First Listen: The Staves, 'Sleeping In A Car'
May 06, 2016
The availability window for this album preview has passed.
The Staves — sisters Emily, Jessica, and Camilla Stavely-Taylor — are a month away from their summer North American tour, which begins in Minneapolis and wraps up at the second Eaux Claires Music & Arts Festival.
The trio come from Watford, England, but their story dovetails with those of musicians from the Midwest; the Staves perform with Bon Iver, and they recorded their second LP, If I Was (2015), at Justin Vernon's studio. After stopping by The Current's studios last summer, they performed at Eaux Claires, invigorating festivalgoers on a scorching afternoon. In a festival highlight, the Stavely-Taylor sisters joined Bon Iver for several songs, including a celestial version of "Perth" (read Andrea Swensson's recap of the festival).
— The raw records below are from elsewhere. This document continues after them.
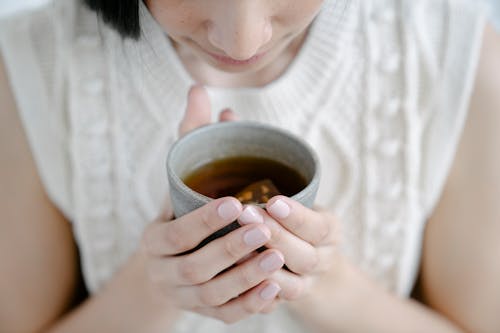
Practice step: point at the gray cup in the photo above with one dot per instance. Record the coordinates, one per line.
(237, 139)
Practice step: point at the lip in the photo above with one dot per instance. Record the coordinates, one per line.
(234, 62)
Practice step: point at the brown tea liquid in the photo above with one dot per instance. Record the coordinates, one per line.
(227, 177)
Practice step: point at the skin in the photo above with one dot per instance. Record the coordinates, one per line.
(325, 290)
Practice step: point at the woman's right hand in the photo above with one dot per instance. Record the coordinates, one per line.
(193, 281)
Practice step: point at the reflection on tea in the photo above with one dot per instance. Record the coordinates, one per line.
(250, 179)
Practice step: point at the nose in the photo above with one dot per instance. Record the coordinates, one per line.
(240, 28)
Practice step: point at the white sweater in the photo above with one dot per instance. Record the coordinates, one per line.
(380, 89)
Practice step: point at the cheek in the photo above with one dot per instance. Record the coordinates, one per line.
(177, 17)
(297, 13)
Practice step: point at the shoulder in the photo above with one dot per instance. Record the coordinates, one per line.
(462, 236)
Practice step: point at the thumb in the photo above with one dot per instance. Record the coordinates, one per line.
(198, 111)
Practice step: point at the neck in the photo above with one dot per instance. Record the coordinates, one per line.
(203, 73)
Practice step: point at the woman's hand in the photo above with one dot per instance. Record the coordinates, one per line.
(200, 281)
(197, 281)
(305, 237)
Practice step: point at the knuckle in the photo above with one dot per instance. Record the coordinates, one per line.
(247, 277)
(277, 233)
(189, 272)
(294, 291)
(323, 231)
(208, 221)
(210, 296)
(298, 222)
(251, 306)
(228, 319)
(232, 249)
(309, 265)
(174, 238)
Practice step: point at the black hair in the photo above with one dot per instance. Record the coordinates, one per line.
(123, 15)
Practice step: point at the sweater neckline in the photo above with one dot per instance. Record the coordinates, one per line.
(328, 38)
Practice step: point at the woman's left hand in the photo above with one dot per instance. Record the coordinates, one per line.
(307, 239)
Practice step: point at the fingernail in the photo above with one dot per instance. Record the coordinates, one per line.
(272, 262)
(270, 291)
(250, 215)
(228, 210)
(255, 237)
(279, 209)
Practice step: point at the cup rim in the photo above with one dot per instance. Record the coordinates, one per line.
(247, 124)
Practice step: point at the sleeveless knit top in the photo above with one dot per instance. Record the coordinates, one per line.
(380, 90)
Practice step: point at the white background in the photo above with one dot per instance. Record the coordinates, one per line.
(10, 6)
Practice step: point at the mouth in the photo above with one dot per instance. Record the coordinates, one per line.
(235, 62)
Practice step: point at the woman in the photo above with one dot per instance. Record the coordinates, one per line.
(381, 90)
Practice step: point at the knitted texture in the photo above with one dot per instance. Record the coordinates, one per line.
(379, 89)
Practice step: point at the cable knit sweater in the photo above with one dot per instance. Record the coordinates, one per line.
(380, 90)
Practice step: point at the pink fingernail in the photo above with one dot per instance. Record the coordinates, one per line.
(272, 262)
(250, 215)
(279, 209)
(270, 291)
(255, 237)
(228, 210)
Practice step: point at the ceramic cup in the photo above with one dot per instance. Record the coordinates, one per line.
(235, 139)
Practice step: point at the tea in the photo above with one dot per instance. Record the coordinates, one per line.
(230, 176)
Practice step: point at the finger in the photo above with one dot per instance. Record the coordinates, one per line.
(311, 226)
(198, 111)
(234, 282)
(201, 266)
(300, 256)
(244, 306)
(271, 307)
(188, 231)
(293, 286)
(227, 115)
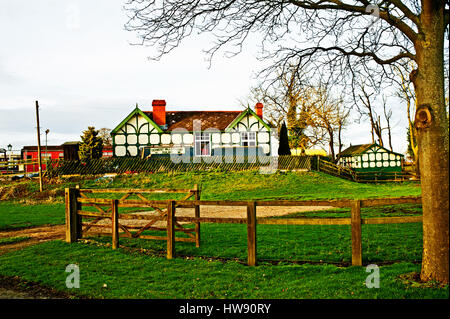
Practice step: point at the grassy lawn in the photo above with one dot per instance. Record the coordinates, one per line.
(105, 273)
(294, 261)
(299, 243)
(16, 215)
(22, 205)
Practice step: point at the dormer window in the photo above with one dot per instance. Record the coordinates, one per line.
(248, 138)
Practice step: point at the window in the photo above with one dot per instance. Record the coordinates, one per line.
(248, 138)
(202, 144)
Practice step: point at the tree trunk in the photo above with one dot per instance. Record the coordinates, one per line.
(433, 142)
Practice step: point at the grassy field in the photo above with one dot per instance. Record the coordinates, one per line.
(217, 269)
(106, 273)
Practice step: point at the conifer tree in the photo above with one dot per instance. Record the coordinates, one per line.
(283, 149)
(91, 145)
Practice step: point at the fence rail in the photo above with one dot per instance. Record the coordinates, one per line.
(166, 209)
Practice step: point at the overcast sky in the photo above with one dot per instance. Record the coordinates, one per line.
(75, 58)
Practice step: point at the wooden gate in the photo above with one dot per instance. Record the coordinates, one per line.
(79, 222)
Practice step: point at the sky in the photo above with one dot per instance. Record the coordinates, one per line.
(76, 59)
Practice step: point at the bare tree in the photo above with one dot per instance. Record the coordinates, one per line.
(348, 40)
(328, 114)
(287, 97)
(368, 110)
(387, 117)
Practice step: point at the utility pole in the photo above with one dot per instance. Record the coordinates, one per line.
(39, 147)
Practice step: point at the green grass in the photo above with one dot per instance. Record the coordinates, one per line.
(12, 240)
(15, 215)
(245, 185)
(297, 243)
(134, 275)
(139, 269)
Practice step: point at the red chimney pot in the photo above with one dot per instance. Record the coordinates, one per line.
(259, 108)
(159, 112)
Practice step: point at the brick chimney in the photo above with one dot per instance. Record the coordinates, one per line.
(258, 109)
(159, 112)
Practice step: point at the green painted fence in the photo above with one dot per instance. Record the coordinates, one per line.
(121, 165)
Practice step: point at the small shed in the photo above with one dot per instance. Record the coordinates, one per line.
(71, 150)
(371, 158)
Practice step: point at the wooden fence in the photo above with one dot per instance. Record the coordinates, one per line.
(76, 198)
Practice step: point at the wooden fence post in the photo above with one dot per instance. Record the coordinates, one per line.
(73, 226)
(115, 223)
(197, 215)
(251, 233)
(170, 229)
(356, 233)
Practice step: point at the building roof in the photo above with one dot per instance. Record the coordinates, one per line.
(362, 148)
(209, 119)
(355, 149)
(43, 147)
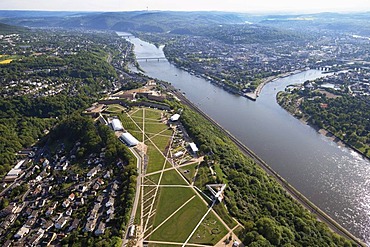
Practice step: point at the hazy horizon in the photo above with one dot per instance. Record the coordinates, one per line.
(262, 6)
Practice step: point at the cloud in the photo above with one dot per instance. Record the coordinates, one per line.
(184, 5)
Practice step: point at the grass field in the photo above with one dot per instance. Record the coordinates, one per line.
(154, 177)
(156, 159)
(137, 113)
(152, 114)
(179, 226)
(203, 177)
(154, 128)
(210, 232)
(225, 216)
(163, 245)
(189, 171)
(161, 142)
(6, 61)
(172, 177)
(170, 199)
(115, 109)
(131, 127)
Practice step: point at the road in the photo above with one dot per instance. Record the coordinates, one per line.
(137, 197)
(322, 216)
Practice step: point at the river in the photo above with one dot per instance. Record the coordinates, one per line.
(335, 178)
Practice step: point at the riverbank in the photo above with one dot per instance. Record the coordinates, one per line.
(322, 216)
(328, 134)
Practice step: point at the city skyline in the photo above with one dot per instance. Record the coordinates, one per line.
(262, 6)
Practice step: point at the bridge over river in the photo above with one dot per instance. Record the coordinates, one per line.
(146, 59)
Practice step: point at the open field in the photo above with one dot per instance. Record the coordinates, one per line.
(6, 61)
(179, 227)
(222, 212)
(156, 158)
(170, 199)
(189, 171)
(170, 206)
(161, 141)
(209, 232)
(172, 177)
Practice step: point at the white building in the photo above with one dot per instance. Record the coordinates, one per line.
(129, 139)
(116, 125)
(178, 154)
(21, 232)
(175, 117)
(193, 147)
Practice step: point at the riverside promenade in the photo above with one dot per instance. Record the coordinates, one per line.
(321, 215)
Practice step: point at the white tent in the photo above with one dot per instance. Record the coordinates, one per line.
(129, 139)
(175, 117)
(193, 147)
(117, 125)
On May 13, the Staves will release their new Sleeping In A Car EP, three songs expressing certain aspects of travel. In a press release, the sisters said the songs reflect "feelings of displacement and a disconnect — living in some sort of alternate state of reality. But underneath it all is the feeling of adventure and making your own rules and how dizzying and freeing that can be."
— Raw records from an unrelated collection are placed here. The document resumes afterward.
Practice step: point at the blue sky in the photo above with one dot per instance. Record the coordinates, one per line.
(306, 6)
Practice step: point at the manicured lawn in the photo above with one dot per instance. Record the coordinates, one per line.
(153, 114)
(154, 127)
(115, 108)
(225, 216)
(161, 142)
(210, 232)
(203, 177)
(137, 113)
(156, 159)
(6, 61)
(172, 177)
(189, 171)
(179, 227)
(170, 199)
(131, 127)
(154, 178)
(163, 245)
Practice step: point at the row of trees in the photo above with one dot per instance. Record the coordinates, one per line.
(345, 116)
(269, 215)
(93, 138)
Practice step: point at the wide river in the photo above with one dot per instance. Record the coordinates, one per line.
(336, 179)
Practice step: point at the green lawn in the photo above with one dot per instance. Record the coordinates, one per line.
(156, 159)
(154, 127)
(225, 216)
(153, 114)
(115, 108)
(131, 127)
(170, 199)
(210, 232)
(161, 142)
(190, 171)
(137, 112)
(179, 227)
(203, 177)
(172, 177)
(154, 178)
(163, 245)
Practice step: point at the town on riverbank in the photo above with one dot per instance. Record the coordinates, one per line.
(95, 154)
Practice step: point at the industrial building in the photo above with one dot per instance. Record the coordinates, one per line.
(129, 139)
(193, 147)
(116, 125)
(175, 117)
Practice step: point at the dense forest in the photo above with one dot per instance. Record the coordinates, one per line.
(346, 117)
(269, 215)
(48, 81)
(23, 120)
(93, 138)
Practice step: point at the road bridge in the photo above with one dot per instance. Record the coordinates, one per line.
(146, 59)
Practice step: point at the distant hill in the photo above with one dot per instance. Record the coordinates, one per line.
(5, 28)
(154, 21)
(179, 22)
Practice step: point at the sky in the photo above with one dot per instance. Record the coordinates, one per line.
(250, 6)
Sleeping In A Car feels like a deep breath taken during a crazy schedule: a quick escape, or a minute of rest. "Outlaw" opens with clanging, high-tension vocal layers, but the Staves soon find the groove of an Austra-tinged drum pattern. As the song takes shape, it becomes resolved; the sisters seize a mantra ("I'm an outlaw, on my own").
On "Roses," the Staves pause for a delicate moment. They experiment with string textures; as a guitar strums, Camilla plucks at her ukulele. Enjoying a second in stasis, the song hums and yearns ("Oh god, I miss the snow").
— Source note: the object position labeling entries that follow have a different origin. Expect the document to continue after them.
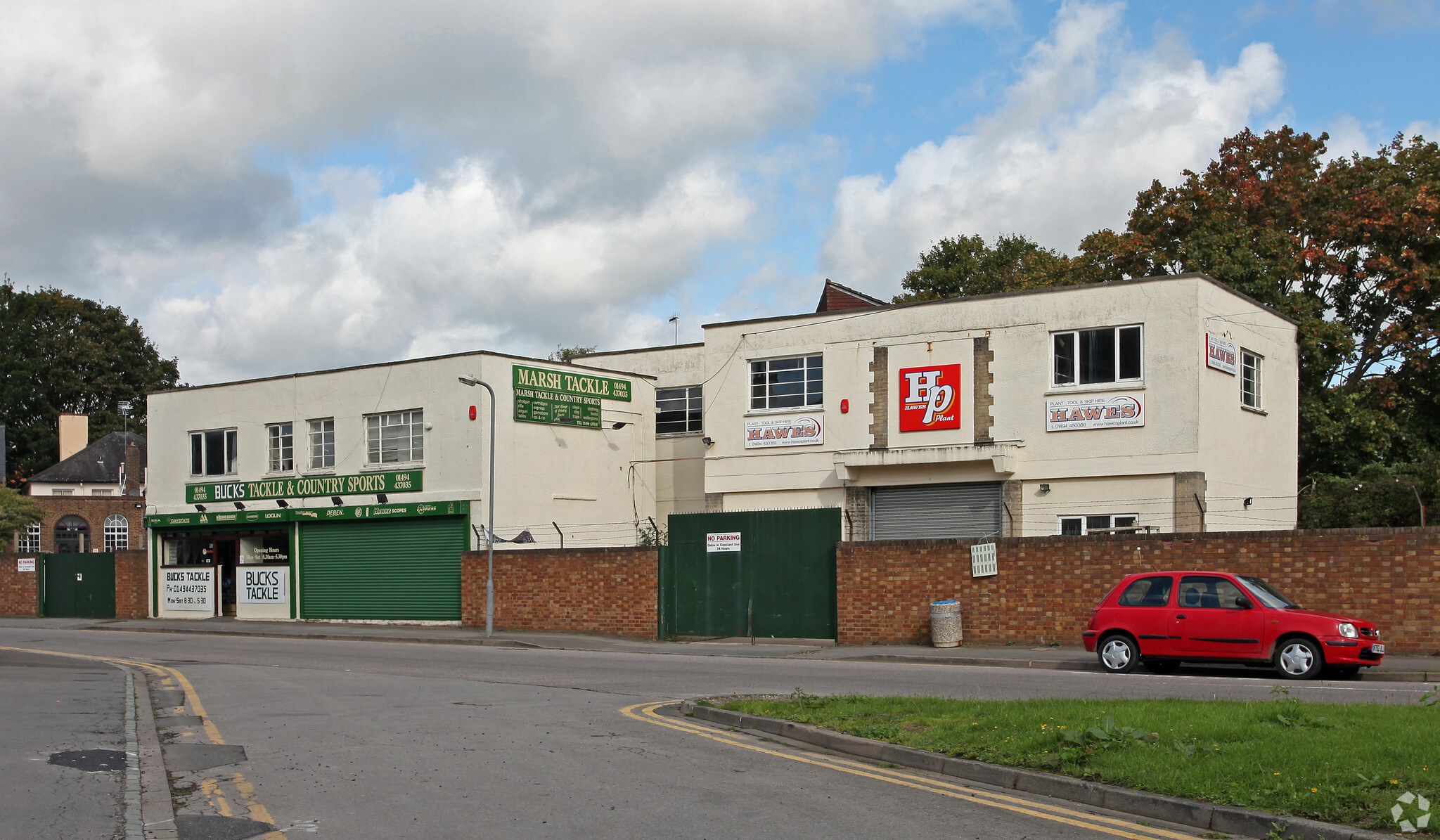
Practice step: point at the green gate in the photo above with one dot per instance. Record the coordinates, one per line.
(781, 583)
(392, 569)
(78, 586)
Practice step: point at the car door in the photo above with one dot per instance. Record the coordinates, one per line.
(1210, 621)
(1143, 612)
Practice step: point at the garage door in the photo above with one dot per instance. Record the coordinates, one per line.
(935, 510)
(397, 569)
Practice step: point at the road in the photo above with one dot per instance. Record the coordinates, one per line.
(380, 739)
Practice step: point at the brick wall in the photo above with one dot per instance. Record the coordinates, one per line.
(19, 591)
(1047, 586)
(607, 591)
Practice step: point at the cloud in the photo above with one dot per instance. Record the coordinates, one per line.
(1088, 124)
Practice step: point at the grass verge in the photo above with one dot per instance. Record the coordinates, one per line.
(1325, 761)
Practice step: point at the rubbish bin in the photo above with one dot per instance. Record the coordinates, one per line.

If "Outlaw" takes a breath and "Roses" holds it, the last song lets out the EP's lungful. "Sleeping In A Car" reaches into the unknown, its vocals sojourning in extended phrases. As the Staves explore their musical territory, Bon Iver's influence is clear here — or maybe the bands have just melded that well. "It's bigger than us," go the lyrics on "Sleeping In A Car," and even in the EP's fleeting asylum, it does feel that way.